Der Europäische Wissenschaftliche Beirat für Klimaänderungen hat sich Anfang Juni in einem Bericht für eine Nettoreduzierung der Treibhausgasemissionen um 90 bis 95 Prozent bis 2040 ausgesprochen und vor der Einbeziehung internationaler Emissionsgutschriften zur Erreichung des Ziels gewarnt: "Die dafür erforderlichen Technologien sind weitgehend vorhanden", ließ Jette Bredahl Jacobsen, stellvertretende Vorsitzende des Beirats, wissen: "Wenn wir Maßnahmen verzögern oder auf internationale Emissionsgutschriften setzen, riskieren wir, entscheidende Chancen zur Modernisierung der EU-Wirtschaft, zur Schaffung hochwertiger Arbeitsplätze und zur Stärkung der Führungsrolle Europas im Bereich klimafreundlicher Technologien zu verpassen."

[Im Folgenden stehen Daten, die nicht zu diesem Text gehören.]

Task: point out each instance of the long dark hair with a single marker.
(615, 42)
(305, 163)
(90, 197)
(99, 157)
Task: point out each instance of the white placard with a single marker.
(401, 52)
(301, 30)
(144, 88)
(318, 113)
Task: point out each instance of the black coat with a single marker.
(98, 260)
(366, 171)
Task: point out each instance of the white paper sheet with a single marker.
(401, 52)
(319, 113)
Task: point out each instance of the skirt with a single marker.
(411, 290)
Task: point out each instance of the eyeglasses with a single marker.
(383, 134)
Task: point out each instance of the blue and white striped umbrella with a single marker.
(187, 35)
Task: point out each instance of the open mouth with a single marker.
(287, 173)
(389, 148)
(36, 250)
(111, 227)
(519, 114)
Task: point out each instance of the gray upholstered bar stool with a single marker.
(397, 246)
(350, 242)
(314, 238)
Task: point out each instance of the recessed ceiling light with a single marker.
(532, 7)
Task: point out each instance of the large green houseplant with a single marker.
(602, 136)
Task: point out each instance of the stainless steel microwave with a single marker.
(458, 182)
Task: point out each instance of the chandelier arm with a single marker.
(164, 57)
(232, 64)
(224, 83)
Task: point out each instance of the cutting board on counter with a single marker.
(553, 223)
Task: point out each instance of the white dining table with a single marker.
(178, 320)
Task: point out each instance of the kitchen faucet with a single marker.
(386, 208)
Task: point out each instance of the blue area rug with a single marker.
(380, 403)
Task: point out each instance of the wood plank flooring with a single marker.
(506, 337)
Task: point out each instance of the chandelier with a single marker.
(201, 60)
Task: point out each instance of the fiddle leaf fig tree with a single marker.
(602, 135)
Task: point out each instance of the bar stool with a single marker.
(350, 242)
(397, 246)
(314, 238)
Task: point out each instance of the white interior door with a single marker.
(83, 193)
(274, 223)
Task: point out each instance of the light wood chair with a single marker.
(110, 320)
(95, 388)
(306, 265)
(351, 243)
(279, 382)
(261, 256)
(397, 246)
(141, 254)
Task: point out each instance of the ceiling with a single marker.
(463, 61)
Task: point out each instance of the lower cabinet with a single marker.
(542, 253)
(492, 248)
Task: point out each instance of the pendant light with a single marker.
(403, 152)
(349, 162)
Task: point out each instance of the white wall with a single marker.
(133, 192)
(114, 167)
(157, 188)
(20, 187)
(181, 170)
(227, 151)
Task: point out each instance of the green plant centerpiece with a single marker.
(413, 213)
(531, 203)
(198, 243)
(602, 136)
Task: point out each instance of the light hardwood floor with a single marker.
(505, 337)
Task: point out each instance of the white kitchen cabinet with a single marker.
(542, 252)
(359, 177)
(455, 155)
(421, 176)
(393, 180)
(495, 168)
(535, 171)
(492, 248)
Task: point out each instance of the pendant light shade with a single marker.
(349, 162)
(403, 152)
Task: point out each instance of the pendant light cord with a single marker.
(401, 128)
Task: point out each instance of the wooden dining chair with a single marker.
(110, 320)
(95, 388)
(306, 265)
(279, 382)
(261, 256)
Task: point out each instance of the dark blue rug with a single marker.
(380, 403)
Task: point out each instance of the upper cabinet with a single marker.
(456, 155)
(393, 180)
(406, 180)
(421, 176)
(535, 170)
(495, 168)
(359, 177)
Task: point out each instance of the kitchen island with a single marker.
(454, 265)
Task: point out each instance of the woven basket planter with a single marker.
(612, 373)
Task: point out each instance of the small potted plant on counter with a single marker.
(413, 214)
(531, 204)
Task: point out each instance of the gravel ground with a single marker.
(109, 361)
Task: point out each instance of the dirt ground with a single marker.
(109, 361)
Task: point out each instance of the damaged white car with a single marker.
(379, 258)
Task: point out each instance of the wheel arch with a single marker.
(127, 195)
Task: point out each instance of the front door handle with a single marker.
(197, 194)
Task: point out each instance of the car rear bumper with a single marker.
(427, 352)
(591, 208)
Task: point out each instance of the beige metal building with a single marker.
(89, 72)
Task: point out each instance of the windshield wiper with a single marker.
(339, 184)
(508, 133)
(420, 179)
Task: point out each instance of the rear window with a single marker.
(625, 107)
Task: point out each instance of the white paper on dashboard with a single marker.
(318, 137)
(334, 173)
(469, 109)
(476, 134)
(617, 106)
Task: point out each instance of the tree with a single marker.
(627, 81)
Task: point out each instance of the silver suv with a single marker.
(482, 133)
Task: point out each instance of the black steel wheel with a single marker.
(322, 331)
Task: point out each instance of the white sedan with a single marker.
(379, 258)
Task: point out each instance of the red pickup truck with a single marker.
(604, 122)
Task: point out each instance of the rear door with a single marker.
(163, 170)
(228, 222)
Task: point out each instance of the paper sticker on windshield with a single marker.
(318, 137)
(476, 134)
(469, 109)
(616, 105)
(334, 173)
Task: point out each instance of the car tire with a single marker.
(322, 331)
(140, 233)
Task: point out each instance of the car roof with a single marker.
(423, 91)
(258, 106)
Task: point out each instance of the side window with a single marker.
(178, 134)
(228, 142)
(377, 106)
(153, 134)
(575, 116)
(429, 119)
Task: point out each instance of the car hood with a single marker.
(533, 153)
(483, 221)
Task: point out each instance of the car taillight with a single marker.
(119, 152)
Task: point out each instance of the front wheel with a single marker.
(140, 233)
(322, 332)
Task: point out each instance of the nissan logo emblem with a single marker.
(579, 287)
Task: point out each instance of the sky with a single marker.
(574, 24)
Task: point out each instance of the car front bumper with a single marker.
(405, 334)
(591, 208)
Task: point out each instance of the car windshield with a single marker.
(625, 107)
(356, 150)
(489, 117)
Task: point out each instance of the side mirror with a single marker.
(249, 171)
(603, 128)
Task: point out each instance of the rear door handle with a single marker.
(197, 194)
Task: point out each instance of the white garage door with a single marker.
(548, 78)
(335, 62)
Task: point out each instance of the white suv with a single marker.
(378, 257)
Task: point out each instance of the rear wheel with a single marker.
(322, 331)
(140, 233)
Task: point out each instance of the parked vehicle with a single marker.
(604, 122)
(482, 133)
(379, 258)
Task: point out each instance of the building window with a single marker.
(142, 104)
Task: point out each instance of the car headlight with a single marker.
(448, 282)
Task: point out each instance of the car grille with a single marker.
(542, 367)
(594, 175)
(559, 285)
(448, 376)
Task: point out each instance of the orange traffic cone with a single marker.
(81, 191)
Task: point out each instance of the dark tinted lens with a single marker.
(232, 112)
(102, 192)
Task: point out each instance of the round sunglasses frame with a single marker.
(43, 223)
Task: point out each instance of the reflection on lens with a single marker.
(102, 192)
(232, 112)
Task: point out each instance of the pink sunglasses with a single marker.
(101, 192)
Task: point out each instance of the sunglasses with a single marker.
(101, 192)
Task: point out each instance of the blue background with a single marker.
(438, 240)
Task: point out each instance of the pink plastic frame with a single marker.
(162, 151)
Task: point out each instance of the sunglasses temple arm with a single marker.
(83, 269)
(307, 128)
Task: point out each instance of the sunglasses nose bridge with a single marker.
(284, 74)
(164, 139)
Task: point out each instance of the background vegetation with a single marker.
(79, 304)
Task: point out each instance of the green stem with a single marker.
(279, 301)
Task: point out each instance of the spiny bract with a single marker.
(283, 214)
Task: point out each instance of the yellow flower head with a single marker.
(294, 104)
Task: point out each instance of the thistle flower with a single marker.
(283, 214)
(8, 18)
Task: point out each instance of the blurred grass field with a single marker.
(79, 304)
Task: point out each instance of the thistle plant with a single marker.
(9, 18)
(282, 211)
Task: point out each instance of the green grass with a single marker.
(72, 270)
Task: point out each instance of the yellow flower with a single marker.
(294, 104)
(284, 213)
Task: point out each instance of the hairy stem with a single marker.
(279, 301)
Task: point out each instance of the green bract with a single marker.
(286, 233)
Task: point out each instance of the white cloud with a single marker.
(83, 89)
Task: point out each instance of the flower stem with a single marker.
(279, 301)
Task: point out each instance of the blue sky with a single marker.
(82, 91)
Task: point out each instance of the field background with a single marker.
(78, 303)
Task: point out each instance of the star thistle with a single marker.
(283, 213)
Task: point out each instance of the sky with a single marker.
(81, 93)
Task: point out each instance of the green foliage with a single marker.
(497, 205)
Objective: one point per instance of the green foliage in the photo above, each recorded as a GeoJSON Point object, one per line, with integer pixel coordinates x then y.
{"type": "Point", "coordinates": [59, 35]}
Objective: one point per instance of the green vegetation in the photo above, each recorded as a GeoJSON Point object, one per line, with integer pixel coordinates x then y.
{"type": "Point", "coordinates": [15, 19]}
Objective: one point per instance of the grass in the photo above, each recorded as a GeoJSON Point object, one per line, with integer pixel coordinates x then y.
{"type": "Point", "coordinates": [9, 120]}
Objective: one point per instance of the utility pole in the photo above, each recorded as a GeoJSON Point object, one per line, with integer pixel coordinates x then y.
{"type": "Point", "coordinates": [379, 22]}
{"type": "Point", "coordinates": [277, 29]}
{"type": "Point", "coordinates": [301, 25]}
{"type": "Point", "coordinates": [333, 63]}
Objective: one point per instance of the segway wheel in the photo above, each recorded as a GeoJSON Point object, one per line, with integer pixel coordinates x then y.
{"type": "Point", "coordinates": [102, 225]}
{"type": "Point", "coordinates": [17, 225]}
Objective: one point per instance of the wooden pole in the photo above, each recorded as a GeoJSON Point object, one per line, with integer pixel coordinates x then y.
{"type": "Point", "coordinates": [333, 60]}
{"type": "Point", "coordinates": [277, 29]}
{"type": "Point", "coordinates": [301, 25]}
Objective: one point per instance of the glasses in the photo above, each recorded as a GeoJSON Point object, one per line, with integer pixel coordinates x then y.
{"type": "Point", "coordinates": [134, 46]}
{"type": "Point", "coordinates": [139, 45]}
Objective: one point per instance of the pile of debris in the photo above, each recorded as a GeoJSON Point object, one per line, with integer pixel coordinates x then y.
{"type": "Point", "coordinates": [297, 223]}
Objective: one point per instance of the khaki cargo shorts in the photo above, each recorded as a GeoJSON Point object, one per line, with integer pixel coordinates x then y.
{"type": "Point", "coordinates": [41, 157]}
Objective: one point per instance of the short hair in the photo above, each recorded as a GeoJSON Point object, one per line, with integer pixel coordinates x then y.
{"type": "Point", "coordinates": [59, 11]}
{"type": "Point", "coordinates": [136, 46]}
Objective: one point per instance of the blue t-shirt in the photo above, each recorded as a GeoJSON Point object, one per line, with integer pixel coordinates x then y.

Aus Österreich gehört Keywan Riahi, Programmdirektor am Internationalen Institut für angewandte Systemanalyse (IIASA) in Laxenburg bei Wien, dem Beirat an. Sein IIASA-Kollege Daniel Huppmann sieht die ins Auge gefasste Einbeziehung internationaler Zertifikate in den europäischen Emissionshandel ebenso kritisch wie die anderen von der APA dazu befragten Klimaökonomen. Diese würde "auf jeden Fall eine Aufweichung der europäischen Klimaziele" bedeuten, so der Vorsitzende des Austrian Panel on Climate Change (APCC) zur APA, und gibt zu bedenken: "Um einen effektiven Beitrag zur globalen Emissionsreduktion leisten zu können, müsste ein großer administrativer und regulatorischer Aufwand betrieben werden, um die Effektivität internationaler Zertifikate zu gewährleisten und Greenwashing oder Betrug zu verhindern. Ich halte es für absurd, wenn EU-Lieferkettengesetz und Umweltstandards mit der Begründung des Bürokratieabbaus ausgehöhlt werden und gleichzeitig neue bürokratische Mechanismen für einen internationalen Zertifikatsmarkt mit zweifelhaftem Nutzen eingeführt werden."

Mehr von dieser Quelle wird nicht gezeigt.